Cuando una de mis fotos obtiene algún premio o alguna distinción me gusta redactar un pequeño artículo en el que revivo cómo se hizo y también cómo fue la salida en la que fue tomada. Principalmente porque suelen ser experiencias muy interesantes en sí mismas, como lo son todas las salidas al monte, pero también porque suele haber alguna que otra foto interesante que acompaña y completa a la destacada, y esta una buena manera de mostrarla.
Esta vez, aunque con un poco de retraso, no quería dejar de hacerlo.
Con motivo del rally fotográfico de la Montaña de Riaño que se celebró en otoño del 2018 pensé en volver a una montaña que me encanta. Que tiene ese no-se-qué que qué-se-yo que la hace especial. Además, me busqué para la ocasión una ayudante que me acompañara y que, por cierto, iba a vivaquear por primera vez en una cima. Toda una experiencia.
El Pico Gilbo, con 1.679 metros, es una montaña modesta en altura pero que tiene un poco de todo: una bonita aproximación entre bosques, una subida con algún tramo pindio de los de echar las manos, una cresta final bastante aérea (¡ojo con nieve!) y de remate una cima con vistas formidables. Además, su silueta recuerda inevitablemente al legendario Cervino, allá en los Alpes. Ingredientes perfectos para una salida de esas que, a poco que acompañe el tiempo, hacen afición.
Y el tiempo, aunque muy fresquito, acompañó. Una mañana de otoño nos encaminamos hacia Riaño, comimos por allí y tras saludar a algún colega palentino con el que coincidimos (un abrazo, Pixe), tiramos para arriba.
No sería correcto obviar aquí que (aun no siendo una subida complicada) nos despistamos. No tardamos en retomar el camino correcto pero en algún momento me temí que nos íbamos a perder la puesta de sol, y prometía bonita de veras.
Finalmente llegamos con el tiempo justo pero suficiente para todas las tareas habituales antes de la puesta de sol: cambiarnos de ropa y abrigarnos, preparar los cachivaches fotográficos, organizar el mini-campamento y hacer la cena.
Después de mandar saludos a casa y cenar algo caliente echamos unas fotos y nos metimos en el saco, arropados por el abrazo del viento y arrullados por el aullido de los lobos, que subía desde el fondo de algún valle. En cuanto oscureció del todo y apareció la luna me levanté a tomar unas nocturnas que tenía en mente, pero no salió nada especialmente interesante... tendré que seguir trabajando en ello. Así que en un rato me volví al calor del saco, con las esperanzas puestas en el amanecer.
En cuanto empezó a clarear, y antes de desayunar ya estábamos en funcionamiento. Las espectativas no fueron defraudadas y si el atardecer estuvo bonito el amanecer fue todavía mejor. La luz, filtrada por las brumas matinales que produce el pantano, era espléndida y estábamos en un mirador perfecto: 360º de posibles encuadres en los que, miraras donde miraras, podías ver la luz tocando las puntas de las montañas y tiñéndolas de esos tonos cálidos que contrastan con los fríos de la noche en el fondo de los valles.
Ya sólo era cuestión de elegir, así que en los pocos minutos que dura este espectáculo traté de capturar unas cuantas imágenes con la colaboración de mi ayudante en algunas de ellas.

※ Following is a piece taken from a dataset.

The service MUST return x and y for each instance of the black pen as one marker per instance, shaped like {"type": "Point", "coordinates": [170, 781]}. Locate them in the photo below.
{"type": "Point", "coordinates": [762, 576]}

La verdad es que me pongo muy nervioso cuando veo que está ahí el momento de la foto que tenía en la cabeza, pero es que suele ocurrir que, a la vez, en ese mismo instante y justo al lado opuesto, ves otras posibles fotos o también en otros lados si cambiaras de óptica... en fin, que fue todo un festival de luz y montañas aquella mañana en la que, entre otras, pude realizar una panorámica de varias imágenes (creo recordar que fueron siete) en la que apreciar un poco la belleza de estas tierras al oeste del Espigüete.
No fue en el certamen de fotografía de Riaño, en el que contó con opciones pero finalmente se quedó fuera, sino al año siguiente en el Certamen de Fotografía del NATURCYL 2019 (Feria de Ecoturismo de Castilla y León), cuando esta panorámica resultó elegida por el jurado para el primer premio en la Categoría de Paisaje Castellano-leonés.